La rudesse de l'environnement de cet îlot, situé dans l'archipel de Saint-Pierre-et-Miquelon, fait penser à l'univers austère des Dépossédés, sur la lune d'Anarres, qui est aussi une utopie concrète fondée sur la liberté absolue et la coopération. Li-Cam cite plusieurs autres classiques de la littérature, tels Rabelais et son Abbaye de Thélème, qui relate la mise en place d’une utopie ; mais aussi Victor Hugo, Shakespeare, Salinger et Philip K. Dick. Dans Glissement de temps sur Mars, la planète Mars est colonisée, mais les conditions de vie y sont rudes et l'adaptation délicate dans cet environnement inhabitable. Des cas de schizophrénie se multiplient dans la génération naissante, et les jeunes malades sont groupés et isolés dans un centre spécialisé, le camp B-G. Parmi eux, un jeune garçon autiste prénommé Manfred Steiner. Manfred est un des personnages imaginaires avec lesquels Wen "dialogue", une voix intérieure ou un murmure intrapsychique. Manfred Steiner partage de nombreux points communs avec Wen, le fait de prévoir l'avenir, ou de ne pas avoir l’impression de vivre réellement. Mais loin du destin tragique de Manfred dans le roman de P.K. Dick, Wen apparaît comme la figure tutélaire qui pourrait sauver l’humanité, ou au moins une partie d’entre elle, en imaginant le futur et en dressant de nouvelles formes sociales qui ne discriminent personne...

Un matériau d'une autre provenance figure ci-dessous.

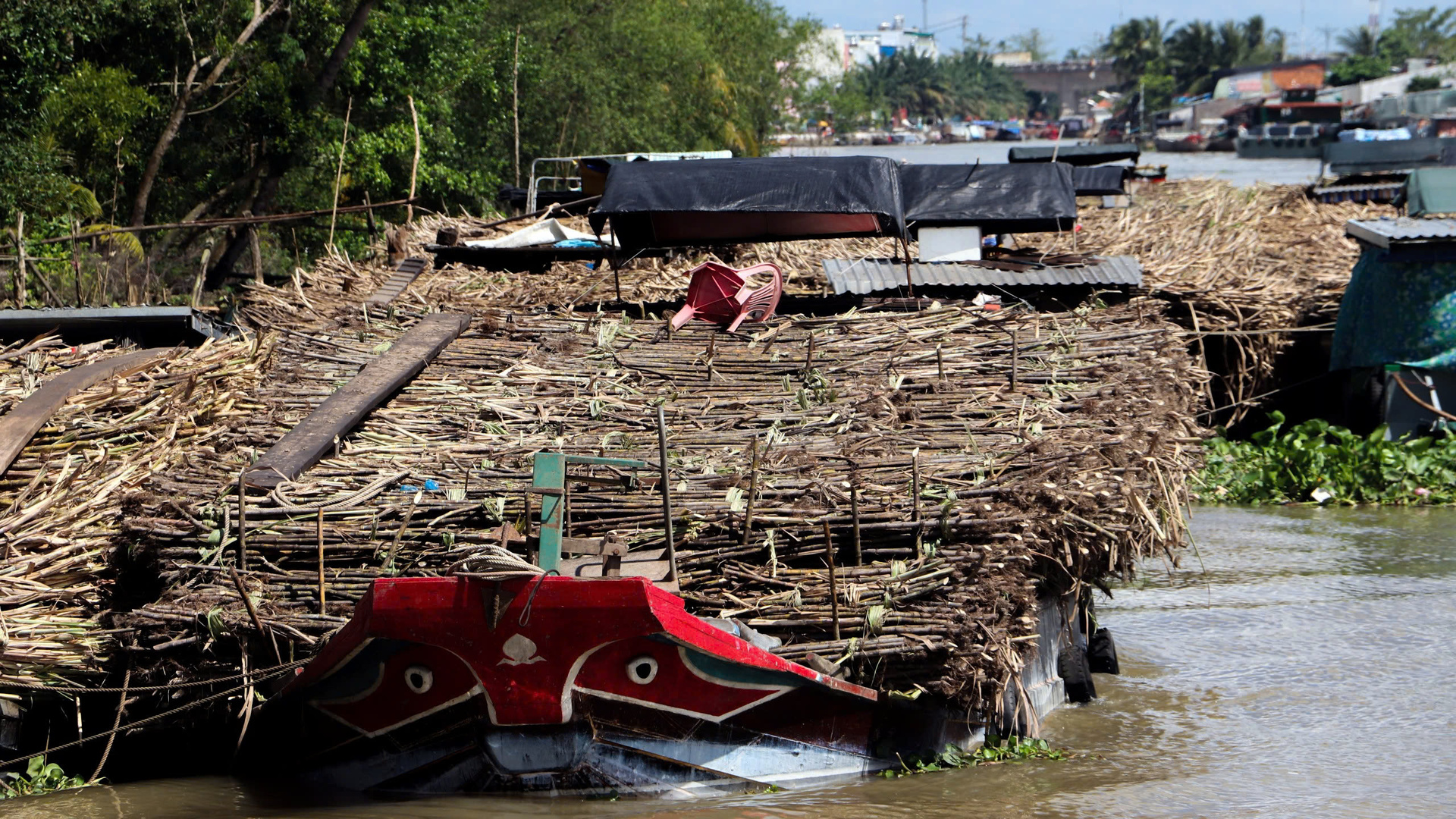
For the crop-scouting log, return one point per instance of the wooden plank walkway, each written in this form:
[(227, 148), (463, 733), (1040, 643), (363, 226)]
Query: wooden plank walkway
[(27, 419), (340, 413)]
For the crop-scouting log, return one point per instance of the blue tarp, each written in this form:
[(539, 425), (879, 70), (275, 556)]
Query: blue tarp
[(1398, 309)]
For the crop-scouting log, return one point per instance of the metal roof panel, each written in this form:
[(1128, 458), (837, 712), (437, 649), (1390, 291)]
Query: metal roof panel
[(870, 276)]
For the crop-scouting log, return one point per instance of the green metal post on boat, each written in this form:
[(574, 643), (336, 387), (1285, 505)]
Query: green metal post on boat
[(549, 482)]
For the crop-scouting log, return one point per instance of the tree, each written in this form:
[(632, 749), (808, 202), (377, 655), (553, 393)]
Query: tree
[(237, 105), (1138, 42), (1194, 53)]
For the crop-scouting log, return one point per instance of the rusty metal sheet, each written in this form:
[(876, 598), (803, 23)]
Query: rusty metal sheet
[(24, 420), (403, 276), (340, 413), (871, 276)]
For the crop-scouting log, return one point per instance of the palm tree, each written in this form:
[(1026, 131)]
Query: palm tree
[(1138, 42)]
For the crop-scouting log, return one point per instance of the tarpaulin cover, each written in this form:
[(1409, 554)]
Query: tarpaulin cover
[(750, 200), (999, 199), (1429, 191), (1075, 155), (1400, 308), (1103, 181)]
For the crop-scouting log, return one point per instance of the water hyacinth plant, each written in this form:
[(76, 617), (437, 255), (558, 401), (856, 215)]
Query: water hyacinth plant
[(38, 777), (1320, 463)]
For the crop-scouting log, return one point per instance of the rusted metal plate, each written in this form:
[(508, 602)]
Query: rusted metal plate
[(340, 413), (403, 276), (27, 419)]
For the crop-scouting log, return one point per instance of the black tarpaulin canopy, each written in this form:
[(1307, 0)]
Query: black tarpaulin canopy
[(1075, 155), (999, 199), (1103, 181), (657, 205)]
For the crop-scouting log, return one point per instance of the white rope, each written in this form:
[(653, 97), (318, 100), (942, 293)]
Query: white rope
[(491, 563)]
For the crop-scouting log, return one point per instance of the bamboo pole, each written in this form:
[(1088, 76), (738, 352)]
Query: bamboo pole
[(20, 297), (753, 491), (414, 169), (338, 175), (516, 104), (322, 588), (833, 585), (667, 493)]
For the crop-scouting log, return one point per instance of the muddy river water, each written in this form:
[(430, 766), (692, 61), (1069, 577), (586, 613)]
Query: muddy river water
[(1302, 664)]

En partant d'une perspective extrêmement pessimiste sur notre avenir, cette novella construit un récit de science-fiction un peu plus optimiste que ce que nous pouvons lire habituellement. Avec Résolution, nous tenons un projet d'établissement rationnel d'une société idéale. Illuminé de passages poétiques d'une grande sensibilité, le récit est aussi porteur d'un grand espoir. D'ailleurs, l'autrice met un soin particulier à imaginer les tenants et aboutissants psychologiques, culturels, philosophiques et, dans une moindre mesure, technologiques et énergétiques d'une telle eutopie. J'en retiendrai quatre :

1) Nouvelles technos de gestion de l’énergie et de l’habitat :

L’Adelphie dispose d'habitats écologiques avancés, avec le Smalt, qui est une plateforme en rotation :

« Sans un mot, je me plante à côté de Martin, les yeux accrochés au Smalt, la gigantesque fleur de bois, de verre photovoltaïque, de métal et de carbone qui s’épanouit en contrebas. Au centre, le grand dôme abrite le forum, notre espace collectif et collaboratif. Il est entouré de boxes de vie, arrimés à lui comme autant de pétales anguleux aux reflets miel dans la clarté du soleil levant. Plus loin, les fermes, grands bassins circulaires, s’étalent jusqu’à l’autre bout de l’île, jusqu’à l’océan, jusqu’à l’horizon. Bleu. Dégagé. »
« Un adelphe vient de sortir de sa box de vie et s’engage dans l’escalier extérieur. Une fois en bas, il hésite quelques secondes, le temps de caler son pas sur la lente rotation de la structure. Une habitude étrange et complètement inutile puisque le mouvement est presque imperceptible. Les frottements du colosse de bois, de verre, de métal et de carbone sur son axe génèrent la chaleur qui réchauffe nos habitations durant l’hiver. Le temps d’un battement de cils, les plans 3D du Smalt se collent à mes paupières : le dôme central en bois, métal et verre photovoltaïque, la couronne des boxes de vie haute de trois étages, des locaux techniques, des couloirs, des escaliers, des coursives et des passerelles végétalisées par dizaines. »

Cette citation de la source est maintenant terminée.